BlueScope 憑藉 Senseye 實現預測性躍進

總部位於澳洲的全球鋼鐵龍頭 BlueScope,正透過 Siemens Senseye 預測性維護為其維護作業奠定未來基礎。這套 AI 解決方案能及早偵測機器故障,進而提升效率並降低成本。目前已在全球範圍內成功避免了 1,950 小時的停機時間與 53 次的製程中斷。

1200 Hours

of unplanned downtime in Australia.

750 Hours

of unplanned downtime avoided in other countries.

53 Process

 interruptions avoided.

Managing scale, complexity, and harsh operating conditions in the steel industry

The global steel industry faces a variety of challenges, namely environmental regulations and pressure to produce more sustainably, which has led to a trend toward digitalizing production processes to improve efficiency and flexibility. Maintenance processes play a big role here. They’re particularly challenging due to the scale, complexity, and harsh operating conditions of steel production facilities. Coordinating maintenance without disrupting production is difficult, especially in continuous process plants. Unplanned outages can cost millions due to lost production and restart costs.
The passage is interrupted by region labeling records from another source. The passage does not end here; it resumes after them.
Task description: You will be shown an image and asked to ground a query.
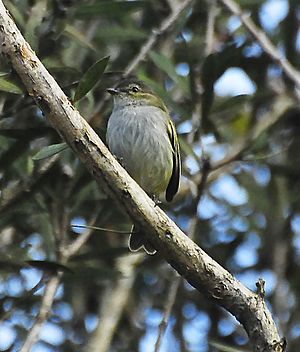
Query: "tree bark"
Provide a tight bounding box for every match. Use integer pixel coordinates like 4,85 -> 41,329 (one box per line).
0,0 -> 285,352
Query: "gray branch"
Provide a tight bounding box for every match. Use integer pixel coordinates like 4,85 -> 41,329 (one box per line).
218,0 -> 300,87
0,0 -> 284,352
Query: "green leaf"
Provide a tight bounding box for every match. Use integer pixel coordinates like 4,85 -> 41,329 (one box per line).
0,75 -> 25,94
75,0 -> 147,18
32,143 -> 68,161
149,51 -> 189,93
74,56 -> 109,102
64,24 -> 96,51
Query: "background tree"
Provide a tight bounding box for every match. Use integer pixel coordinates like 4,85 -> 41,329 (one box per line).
0,0 -> 300,351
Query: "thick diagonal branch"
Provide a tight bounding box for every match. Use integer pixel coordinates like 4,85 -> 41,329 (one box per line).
0,1 -> 281,352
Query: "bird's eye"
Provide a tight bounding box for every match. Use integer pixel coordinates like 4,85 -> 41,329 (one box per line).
131,86 -> 140,93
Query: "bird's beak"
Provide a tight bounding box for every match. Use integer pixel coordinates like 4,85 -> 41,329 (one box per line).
106,88 -> 120,95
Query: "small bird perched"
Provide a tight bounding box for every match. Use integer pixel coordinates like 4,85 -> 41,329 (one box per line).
106,79 -> 181,254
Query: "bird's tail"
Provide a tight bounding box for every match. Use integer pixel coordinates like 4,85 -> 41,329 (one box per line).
128,225 -> 156,255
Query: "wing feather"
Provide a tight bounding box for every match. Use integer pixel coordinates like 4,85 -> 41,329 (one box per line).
166,120 -> 181,202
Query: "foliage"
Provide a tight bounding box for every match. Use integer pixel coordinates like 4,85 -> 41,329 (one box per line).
0,0 -> 300,351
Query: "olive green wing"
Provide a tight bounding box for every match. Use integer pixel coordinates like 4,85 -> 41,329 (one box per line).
166,120 -> 181,202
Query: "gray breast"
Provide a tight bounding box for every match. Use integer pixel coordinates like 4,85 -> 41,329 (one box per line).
107,106 -> 173,195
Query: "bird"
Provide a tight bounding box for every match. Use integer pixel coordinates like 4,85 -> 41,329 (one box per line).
106,78 -> 181,255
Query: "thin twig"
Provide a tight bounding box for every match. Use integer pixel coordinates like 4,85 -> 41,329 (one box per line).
0,0 -> 281,352
205,0 -> 217,56
154,274 -> 183,352
90,0 -> 194,118
218,0 -> 300,87
124,0 -> 193,76
71,224 -> 132,235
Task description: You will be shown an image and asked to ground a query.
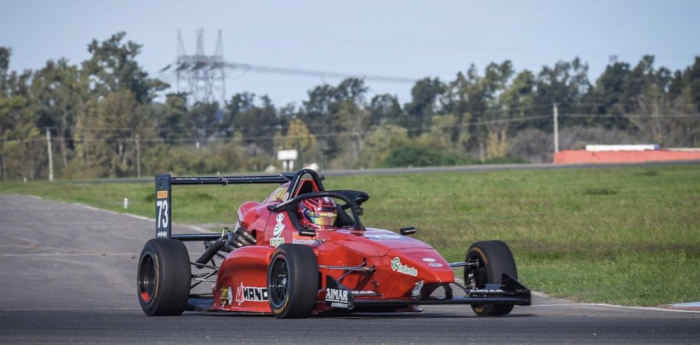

BlueScope is a global company specializing in the manufacture and distribution of steel products, operating globally in Australia, New Zealand, the Pacific Islands, China, India, Southeast Asia, and North America. It is best known for its high-quality galvanized and coated steel products, which are used in various industries such as construction, automotive, agriculture, and packaging. The company is headquartered in Melbourne, Australia, and operates manufacturing facilities and sales offices in various regions to serve its customers worldwide.

Reducing planned and unplanned downtime to a minimum

For BlueScope, as for most companies in the process industry, plant downtime is not only costly, but also stressful and, in the worst case, damaging to business. Consequently, with an eye on its global competitiveness, the company was looking for ways to proactively plan maintenance work to significantly reduce downtime and thus production costs.

With this in mind, BlueScope selected Siemens and its digital technologies. Siemens’ focus is on asset intelligence, not only to manage the assets but also to help change the culture from reactive to proactive maintenance. The collaboration began with a 12-month pilot project to test the possibilities of predictive maintenance (PdM) in the metal coating lines in BlueScope Springhill Works, Port Kembla. The pilot turned out to be an absolute success after only seven months.

Members of the BlueScope team, standing outside the factory on a catwalk.

From reactive to proactive, predictive maintenance

During those 12 months, 300 units were commissioned across three metal coating lines. This successful first phase at the Springhill site, supported by Senseye Predictive Maintenance's AI-driven automatic tuning capability, marked the beginning of a comprehensive shift from reactive to proactive, predictive maintenance.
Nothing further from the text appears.